Aumenta l’offerta e il consumo di prodotti senza lattosio, per rispondere alle esigenze di un’ampia popolazione di intolleranti

Un’estate senza dover rinunciare al gelato anche per gli intolleranti al lattosio. Sono sempre più diffusi, infatti, i gelati preparati senza l’impiego di latte e uova. Lo conferma l’osservatorio della Federazione Internazionale Pasticceria, Gelateria e Cioccolateria (FIPGC) che stima in un +30% la crescita di prodotti vegani nel comparto della gelateria. Un dato confermato dal “Rapporto vegan 2017 “, che mostra nei primi 10 mesi del 2016 una crescita del 14,3% dei consumi di tutti i prodotti senza lattosio.

Un vero e proprio boom che si spiega anche con la grande diffusione dell’intolleranza al lattosio che, come ricorda l’AIITO (Associazione Allegorlogi e Immunologi Italiani Territoriali e Ospedalieri) riguarda fino al 68% della popolazione italiana, con rilevanti differenze sul territorio nazionale. Si registra, infatti, una prevalenza di intolleranti al lattosio fino al 75% nelle regioni del Sud Italia e nelle Isole, mentre il fenomeno è molto più contenuto nelle regioni del Nord, dove è stimato intorno al 30-35% della popolazione.

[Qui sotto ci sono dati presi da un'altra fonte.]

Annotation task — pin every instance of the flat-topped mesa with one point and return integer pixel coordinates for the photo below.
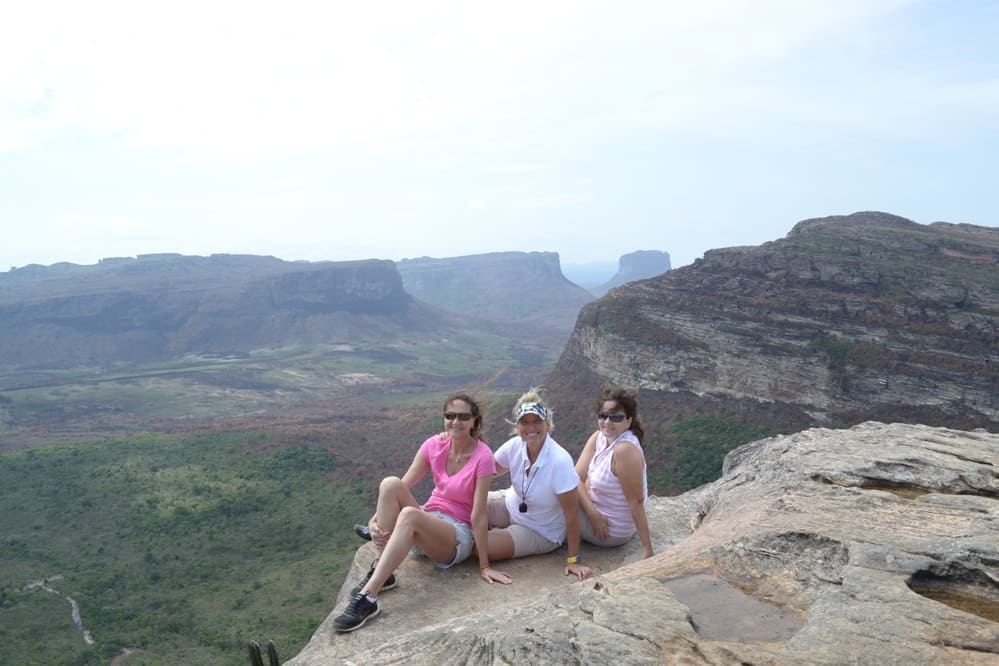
(514, 287)
(162, 306)
(865, 316)
(876, 544)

Come ricorda Paola Minale, allergologa di AAIITO: “I sintomi più frequenti dell’intolleranza al lattosio sono meteorismo, dolore e gonfiore addominale, diarrea, flatulenza, nausea e vomito. Esistono delle diverse fasce di gravità determinate dalla sintomatologia e dalla risposta al Breath Test, che rappresenta l’esame standard da proporre a chi sospetta di essere intollerante al lattosio”.

“Il Breath Test in pratica prevede la somministrazione di una soluzione con una dose nota di lattosio e la valutazione su un apparecchio della produzione di idrogeno da parte dei batteri dell’intestino, è un esame attendibile che può essere fatto in ospedale o nei centri privati, ma necessita di alcune precauzioni per evitare di rendere i risultati non validi: sospendere gli antibiotici 15 giorni prima dell’esame e sospendere l’assunzione di fermenti lattici, lassativi o antidiarroici almeno 3 giorni prima”.

L’industria alimentare ha comunque notevolmente allargato l’offerta di prodotti senza lattosio, tra cui gelati confezionati con latti vegetali, come  il latte di soia o il latte di riso.
“Non bisogna dimenticare – conclude Minale – che alcuni gusti di gelato sono preparati senza latte e derivati, come ad esempio quelli alla frutta, ad eccezione del cocco e della banana, i sorbetti fatti con acqua ed il gelato al cioccolato extra fondente. Ma la nostra raccomandazione è quella di chiedere sempre gli ingredienti in gelateria.”